Началась тишина. Постель – точно тюрьма, обнесенная проволокой под напряжением. Он не мог выбраться оттуда или хотя бы шевельнуться. Его глодала мысль, что здесь ему и место – прямо в этой постели, опутанному тишиной. Этого он заслуживал, это единственное, для чего он годен.
Он сказал себе, что надо просто открыть рот и заговорить. Легко. Просто скажи слова. Любым замечанием разорви тишину. Поговори о рассказе. Если бы он только мог атаковать тишину.
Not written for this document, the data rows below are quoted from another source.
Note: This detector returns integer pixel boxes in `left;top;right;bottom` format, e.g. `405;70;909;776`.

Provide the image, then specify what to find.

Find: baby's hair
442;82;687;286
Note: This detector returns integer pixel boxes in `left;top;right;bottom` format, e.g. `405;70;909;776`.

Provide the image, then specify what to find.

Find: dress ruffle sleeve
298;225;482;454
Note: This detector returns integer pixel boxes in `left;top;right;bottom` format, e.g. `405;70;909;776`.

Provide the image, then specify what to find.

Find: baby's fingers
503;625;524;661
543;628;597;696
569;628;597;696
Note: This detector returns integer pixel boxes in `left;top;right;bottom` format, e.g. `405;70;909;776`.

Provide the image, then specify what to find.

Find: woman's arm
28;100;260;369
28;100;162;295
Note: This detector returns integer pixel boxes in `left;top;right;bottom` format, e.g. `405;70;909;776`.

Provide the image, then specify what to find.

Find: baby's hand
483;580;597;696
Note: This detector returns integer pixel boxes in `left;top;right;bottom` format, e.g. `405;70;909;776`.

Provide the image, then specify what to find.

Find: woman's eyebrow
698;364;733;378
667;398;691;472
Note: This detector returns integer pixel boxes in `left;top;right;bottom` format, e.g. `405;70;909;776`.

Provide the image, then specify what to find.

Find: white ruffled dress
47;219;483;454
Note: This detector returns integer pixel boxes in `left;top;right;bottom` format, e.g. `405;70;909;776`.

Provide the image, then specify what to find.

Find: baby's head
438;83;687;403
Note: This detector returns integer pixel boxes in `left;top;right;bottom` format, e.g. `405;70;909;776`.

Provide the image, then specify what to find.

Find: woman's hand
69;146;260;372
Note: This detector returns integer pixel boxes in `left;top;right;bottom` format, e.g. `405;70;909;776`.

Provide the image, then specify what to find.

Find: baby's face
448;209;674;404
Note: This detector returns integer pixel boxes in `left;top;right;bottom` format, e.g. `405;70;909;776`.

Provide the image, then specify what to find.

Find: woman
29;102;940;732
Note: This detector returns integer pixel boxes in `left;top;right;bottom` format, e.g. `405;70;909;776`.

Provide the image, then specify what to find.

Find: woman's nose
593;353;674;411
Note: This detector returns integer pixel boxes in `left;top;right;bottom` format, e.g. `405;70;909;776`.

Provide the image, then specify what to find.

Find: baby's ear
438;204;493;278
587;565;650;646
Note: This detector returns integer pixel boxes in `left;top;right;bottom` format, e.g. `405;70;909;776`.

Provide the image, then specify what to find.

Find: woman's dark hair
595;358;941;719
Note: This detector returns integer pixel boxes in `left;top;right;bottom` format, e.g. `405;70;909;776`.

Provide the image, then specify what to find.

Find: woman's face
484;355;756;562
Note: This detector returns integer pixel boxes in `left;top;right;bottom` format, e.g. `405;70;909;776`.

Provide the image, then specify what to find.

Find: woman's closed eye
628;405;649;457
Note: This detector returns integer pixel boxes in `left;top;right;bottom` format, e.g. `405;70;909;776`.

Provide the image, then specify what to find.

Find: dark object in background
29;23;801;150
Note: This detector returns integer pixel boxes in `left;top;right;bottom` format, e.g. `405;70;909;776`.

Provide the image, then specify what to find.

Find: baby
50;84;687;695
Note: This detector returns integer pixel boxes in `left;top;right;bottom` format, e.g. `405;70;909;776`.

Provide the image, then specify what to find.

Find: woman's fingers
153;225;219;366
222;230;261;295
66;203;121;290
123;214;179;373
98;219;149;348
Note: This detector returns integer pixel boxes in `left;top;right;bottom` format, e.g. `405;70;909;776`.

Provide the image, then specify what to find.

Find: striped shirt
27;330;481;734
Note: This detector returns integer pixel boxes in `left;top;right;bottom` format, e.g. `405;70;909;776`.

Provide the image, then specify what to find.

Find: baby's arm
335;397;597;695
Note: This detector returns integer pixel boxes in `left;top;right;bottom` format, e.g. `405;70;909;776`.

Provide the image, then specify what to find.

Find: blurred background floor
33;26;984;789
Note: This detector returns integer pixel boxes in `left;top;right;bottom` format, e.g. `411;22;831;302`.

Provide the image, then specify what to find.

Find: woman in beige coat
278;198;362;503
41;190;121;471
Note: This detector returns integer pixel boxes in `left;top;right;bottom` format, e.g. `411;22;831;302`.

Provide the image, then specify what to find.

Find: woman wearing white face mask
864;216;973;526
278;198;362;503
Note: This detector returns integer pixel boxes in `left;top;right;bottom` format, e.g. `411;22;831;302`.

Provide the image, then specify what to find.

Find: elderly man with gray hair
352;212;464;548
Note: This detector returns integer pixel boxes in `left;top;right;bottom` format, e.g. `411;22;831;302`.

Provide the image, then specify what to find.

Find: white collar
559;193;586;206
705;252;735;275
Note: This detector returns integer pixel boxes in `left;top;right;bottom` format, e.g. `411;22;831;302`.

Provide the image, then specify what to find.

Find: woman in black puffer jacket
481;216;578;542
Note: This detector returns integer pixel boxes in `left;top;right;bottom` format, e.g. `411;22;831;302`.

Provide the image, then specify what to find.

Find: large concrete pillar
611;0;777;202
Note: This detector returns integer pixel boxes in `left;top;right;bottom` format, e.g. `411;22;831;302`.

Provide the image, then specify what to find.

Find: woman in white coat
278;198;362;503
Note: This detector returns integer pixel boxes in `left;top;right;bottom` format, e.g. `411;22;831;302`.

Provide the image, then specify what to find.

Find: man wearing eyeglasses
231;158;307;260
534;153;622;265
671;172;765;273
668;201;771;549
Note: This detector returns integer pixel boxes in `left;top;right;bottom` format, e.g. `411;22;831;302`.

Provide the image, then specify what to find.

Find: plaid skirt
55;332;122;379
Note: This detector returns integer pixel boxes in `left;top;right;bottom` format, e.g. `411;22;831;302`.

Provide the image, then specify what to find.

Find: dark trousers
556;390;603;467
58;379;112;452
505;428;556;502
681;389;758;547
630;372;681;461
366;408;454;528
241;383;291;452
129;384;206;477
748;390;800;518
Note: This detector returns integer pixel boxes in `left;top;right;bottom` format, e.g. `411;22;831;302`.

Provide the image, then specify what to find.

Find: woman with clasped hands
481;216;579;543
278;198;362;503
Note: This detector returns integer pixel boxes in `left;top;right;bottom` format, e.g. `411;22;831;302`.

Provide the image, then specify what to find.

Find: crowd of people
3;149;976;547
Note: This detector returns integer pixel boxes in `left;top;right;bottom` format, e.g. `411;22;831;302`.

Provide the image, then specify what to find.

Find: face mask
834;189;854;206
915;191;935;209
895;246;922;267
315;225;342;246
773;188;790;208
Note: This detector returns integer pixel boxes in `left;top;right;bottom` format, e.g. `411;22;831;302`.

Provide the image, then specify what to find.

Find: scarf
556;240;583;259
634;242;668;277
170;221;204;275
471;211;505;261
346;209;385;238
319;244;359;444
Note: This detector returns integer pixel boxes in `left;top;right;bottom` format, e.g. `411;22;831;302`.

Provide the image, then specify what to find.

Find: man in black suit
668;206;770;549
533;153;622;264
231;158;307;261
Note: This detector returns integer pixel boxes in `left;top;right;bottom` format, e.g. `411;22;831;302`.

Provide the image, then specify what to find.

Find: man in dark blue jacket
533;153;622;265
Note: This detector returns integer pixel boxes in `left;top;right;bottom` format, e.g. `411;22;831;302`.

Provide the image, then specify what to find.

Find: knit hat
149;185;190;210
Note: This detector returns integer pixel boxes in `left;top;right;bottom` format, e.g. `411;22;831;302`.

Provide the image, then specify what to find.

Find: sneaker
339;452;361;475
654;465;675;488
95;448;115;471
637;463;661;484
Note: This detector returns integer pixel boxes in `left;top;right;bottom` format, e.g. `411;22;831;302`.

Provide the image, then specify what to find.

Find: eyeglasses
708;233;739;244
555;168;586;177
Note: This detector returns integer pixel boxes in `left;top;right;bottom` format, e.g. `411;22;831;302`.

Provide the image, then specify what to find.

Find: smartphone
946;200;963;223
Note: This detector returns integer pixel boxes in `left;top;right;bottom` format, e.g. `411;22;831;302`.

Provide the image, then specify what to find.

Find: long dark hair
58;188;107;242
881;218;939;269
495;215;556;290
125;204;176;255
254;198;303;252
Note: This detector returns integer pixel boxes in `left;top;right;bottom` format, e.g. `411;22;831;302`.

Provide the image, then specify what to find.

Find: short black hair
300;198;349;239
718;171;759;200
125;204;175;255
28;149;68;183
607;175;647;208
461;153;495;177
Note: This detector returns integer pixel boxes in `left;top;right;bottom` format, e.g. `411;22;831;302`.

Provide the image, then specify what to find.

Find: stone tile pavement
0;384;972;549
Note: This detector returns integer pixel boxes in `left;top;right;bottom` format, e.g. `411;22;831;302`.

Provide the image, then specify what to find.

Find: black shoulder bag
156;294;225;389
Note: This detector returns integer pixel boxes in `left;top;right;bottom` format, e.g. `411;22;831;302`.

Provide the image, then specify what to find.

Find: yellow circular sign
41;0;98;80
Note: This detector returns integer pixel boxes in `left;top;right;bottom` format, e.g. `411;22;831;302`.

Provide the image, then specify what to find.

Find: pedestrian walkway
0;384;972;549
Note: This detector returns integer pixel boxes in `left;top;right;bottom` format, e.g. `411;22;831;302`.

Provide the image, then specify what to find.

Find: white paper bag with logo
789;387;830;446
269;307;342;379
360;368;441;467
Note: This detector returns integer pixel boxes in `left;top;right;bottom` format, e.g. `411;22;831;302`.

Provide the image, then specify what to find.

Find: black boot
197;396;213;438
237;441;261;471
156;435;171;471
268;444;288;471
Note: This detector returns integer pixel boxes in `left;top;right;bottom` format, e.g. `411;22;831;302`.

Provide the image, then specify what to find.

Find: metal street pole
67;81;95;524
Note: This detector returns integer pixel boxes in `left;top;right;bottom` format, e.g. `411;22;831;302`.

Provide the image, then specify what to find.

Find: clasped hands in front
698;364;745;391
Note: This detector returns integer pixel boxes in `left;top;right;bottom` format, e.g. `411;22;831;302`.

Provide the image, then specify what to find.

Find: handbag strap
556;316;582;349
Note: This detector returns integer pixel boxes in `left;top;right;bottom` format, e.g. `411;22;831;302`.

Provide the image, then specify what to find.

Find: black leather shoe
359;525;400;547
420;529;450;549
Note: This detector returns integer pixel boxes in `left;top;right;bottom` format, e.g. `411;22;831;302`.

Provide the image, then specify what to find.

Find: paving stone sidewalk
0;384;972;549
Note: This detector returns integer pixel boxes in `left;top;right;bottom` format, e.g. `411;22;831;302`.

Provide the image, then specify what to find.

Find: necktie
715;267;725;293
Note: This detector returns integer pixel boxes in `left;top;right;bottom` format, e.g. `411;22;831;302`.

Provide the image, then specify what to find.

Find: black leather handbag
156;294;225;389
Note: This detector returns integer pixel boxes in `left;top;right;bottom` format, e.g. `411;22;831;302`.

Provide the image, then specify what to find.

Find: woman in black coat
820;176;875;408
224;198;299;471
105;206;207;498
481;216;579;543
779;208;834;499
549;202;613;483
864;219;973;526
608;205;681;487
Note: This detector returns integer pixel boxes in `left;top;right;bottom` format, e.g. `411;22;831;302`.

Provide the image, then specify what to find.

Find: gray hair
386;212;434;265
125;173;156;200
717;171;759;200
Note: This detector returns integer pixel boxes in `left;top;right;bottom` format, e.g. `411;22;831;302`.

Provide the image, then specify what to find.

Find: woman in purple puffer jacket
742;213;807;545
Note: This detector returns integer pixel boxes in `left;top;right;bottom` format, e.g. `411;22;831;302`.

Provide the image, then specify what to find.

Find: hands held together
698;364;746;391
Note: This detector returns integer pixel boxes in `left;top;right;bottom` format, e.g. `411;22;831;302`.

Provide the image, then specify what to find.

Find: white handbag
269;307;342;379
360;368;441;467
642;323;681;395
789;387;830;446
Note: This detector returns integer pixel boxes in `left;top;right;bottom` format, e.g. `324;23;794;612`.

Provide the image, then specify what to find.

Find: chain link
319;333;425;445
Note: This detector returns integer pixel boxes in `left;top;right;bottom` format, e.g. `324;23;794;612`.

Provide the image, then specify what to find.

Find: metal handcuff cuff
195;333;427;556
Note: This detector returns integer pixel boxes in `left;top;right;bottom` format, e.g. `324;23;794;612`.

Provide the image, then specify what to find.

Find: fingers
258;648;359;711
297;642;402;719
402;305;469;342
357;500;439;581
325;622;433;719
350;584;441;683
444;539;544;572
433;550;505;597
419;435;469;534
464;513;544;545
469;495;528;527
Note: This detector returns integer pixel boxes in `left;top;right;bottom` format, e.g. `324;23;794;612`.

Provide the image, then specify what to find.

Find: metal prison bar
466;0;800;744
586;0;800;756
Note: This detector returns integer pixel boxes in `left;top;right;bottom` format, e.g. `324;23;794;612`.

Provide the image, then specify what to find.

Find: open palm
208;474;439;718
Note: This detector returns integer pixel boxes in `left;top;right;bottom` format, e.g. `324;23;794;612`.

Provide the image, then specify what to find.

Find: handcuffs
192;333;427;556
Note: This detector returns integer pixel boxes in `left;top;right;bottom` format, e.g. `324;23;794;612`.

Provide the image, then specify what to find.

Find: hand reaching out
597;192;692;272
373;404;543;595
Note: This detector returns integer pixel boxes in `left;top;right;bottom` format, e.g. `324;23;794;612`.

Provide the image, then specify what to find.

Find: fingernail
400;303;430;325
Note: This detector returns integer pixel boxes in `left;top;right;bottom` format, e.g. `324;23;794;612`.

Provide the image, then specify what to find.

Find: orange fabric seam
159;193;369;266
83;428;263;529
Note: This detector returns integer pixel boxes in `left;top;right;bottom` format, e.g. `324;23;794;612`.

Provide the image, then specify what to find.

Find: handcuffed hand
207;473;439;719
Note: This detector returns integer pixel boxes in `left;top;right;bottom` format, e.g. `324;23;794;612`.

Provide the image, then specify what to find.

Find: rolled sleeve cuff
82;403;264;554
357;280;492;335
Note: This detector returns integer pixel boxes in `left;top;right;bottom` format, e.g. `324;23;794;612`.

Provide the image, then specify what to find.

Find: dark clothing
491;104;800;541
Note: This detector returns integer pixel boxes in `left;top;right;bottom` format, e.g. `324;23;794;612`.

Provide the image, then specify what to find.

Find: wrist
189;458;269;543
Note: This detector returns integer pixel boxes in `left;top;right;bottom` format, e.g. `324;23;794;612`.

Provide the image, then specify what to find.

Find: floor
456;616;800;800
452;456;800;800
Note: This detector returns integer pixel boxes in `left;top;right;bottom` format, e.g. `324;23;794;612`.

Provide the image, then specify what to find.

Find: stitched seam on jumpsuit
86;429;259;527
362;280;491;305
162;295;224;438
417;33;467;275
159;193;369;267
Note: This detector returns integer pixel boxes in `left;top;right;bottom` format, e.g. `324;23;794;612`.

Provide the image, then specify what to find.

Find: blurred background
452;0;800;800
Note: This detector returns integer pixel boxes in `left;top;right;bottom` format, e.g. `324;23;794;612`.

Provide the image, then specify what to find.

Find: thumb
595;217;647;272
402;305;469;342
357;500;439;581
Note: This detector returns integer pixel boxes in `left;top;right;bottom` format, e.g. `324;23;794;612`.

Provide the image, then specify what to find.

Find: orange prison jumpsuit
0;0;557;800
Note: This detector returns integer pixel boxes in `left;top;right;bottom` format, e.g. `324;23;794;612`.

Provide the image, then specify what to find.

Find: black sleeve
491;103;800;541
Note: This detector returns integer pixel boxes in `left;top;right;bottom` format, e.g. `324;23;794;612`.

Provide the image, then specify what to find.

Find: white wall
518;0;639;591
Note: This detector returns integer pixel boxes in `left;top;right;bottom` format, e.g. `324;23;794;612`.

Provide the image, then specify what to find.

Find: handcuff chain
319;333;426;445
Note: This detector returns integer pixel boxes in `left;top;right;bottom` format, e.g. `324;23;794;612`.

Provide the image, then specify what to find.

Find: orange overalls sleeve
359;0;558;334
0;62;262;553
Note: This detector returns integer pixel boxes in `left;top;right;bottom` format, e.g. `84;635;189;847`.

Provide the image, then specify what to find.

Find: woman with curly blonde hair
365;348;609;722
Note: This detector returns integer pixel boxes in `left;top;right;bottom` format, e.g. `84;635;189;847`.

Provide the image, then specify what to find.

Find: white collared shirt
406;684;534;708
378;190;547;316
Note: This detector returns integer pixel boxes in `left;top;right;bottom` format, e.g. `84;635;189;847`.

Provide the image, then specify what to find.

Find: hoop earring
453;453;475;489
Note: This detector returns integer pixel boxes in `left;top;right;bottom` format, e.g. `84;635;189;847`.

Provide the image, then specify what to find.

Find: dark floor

Потом они тепло и дружески занялись бы любовью и до утра проговорили бы, словно посторонние.
– Ты этим хотел сказать мне, что хочешь все между нами закончить?
Она сделала храбрую попытку. Теперь надо постараться ей ответить. Я ей скажу, что хотел испытать ее любовь, брызнув ядом. Она скажет: о, это я и хотела услышать, и обнимет меня – доказать, что яд выдохся.
Нужно только – разжать зубы, подключить шарниры челюсти, завибрировать голосовыми связками. Одного слова хватит. Одно слово вклинится в тишину и ее взломает.
– Просто попробуй сказать что-нибудь, Ларри. Я знаю, что трудно.
Любой звук, Бривман, любой звук, любой звук, любой звук.
Используя мозг, словно грузовую стрелу, он поднял руку весом в двадцать тонн и положил ей на грудь. Отправил пальцы в пуговичные петли. Ее кожа согрела кончики его пальцев. Он любил ее за то, что она теплая.
– Ох, иди же ко мне, – сказала она.
Они разделись так, будто их преследовали. Он пытался заменить свое молчание языком и зубами. Ей пришлось нежно отстранить его лицо от соска. Он восславил ее чресла диалогом стонов.
– Пожалуйста, скажи теперь что-нибудь.
Он знал, что, коснувшись ее лица, почувствует слезы. Он недвижно лежал. Казалось, ему больше никогда не захочется двинуться снова. Он готов был оставаться так целыми днями, в ступоре.
Она шевельнулась, коснулась его, и ее движение высвободило его, точно родник. На этот раз она его не останавливала. Отдалась его оцепенению. Все, что мог, он сказал своим телом.
Они тихо лежали.
– Тебе хорошо? – спросил он, и вдруг оказалось, что он заговаривает ее до полусмерти.